Serious Games – Augmented Reality Games: Integrating Computer Games with Physical Environments 

All presentation slideshows will be available online within a few days at http://www.seriousgamessummit.com/.

Steffen Walz, Eric Klopfer

AR being relatively unknown, a definition is always a good start. Here is Klopfer’s:

Augmenting real environments with location specific information…

The next step of a good start, the “why”
- Anytime, anywhere
- Using real time and real space
- Planning across real time and space
- Fostering special learning
- Motivating kinesthetic learners


There are degrees of reality augmentation, basically form light to heavy. Light augmentations can consist of using PDAs while heavy augmentation can consist of using a helmet coupled with a GPS system. The differentiator here is the quantity of information used for the augmentation.
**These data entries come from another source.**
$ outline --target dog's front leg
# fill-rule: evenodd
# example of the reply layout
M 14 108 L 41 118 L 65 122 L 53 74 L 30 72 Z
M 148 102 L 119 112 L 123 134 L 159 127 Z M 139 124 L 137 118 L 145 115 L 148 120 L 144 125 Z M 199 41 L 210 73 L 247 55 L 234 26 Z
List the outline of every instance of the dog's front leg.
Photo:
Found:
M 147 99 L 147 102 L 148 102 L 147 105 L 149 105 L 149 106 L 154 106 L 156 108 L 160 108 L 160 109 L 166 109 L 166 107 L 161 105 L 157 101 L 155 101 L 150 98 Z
Walz also has his own definition:

…immersion until it gets undistinguishable from reality. No computers anymore but a high number of “augmented” physical artifacts.

Some of Walz’ projects:
- Pong on a cell phone
- Carplication
- MAD Countdown

MAD Countdown is interesting because it pinpointed an unexpected issue. The game was taking place in a 5-storey building. Participants, equipped with wireless PDAs, had to gather clues about where a nuclear bomb was hidden in the building and on how to turn it off. The experience seemed so immersive to some participants that they didn’t hesitate to break through doors and tear posters apart in the hope of finding additional clues. The augmentation led those people to pose act that they would never had done in a normal situation.

Walz agreed with my comment:
Since reality is only a perception, altering people’s perception of their environment corresponds in fact to creating a new reality. It will become very hard at one point to differentiate the real from the virtual. That obviously creates an ethical issue in AR projects.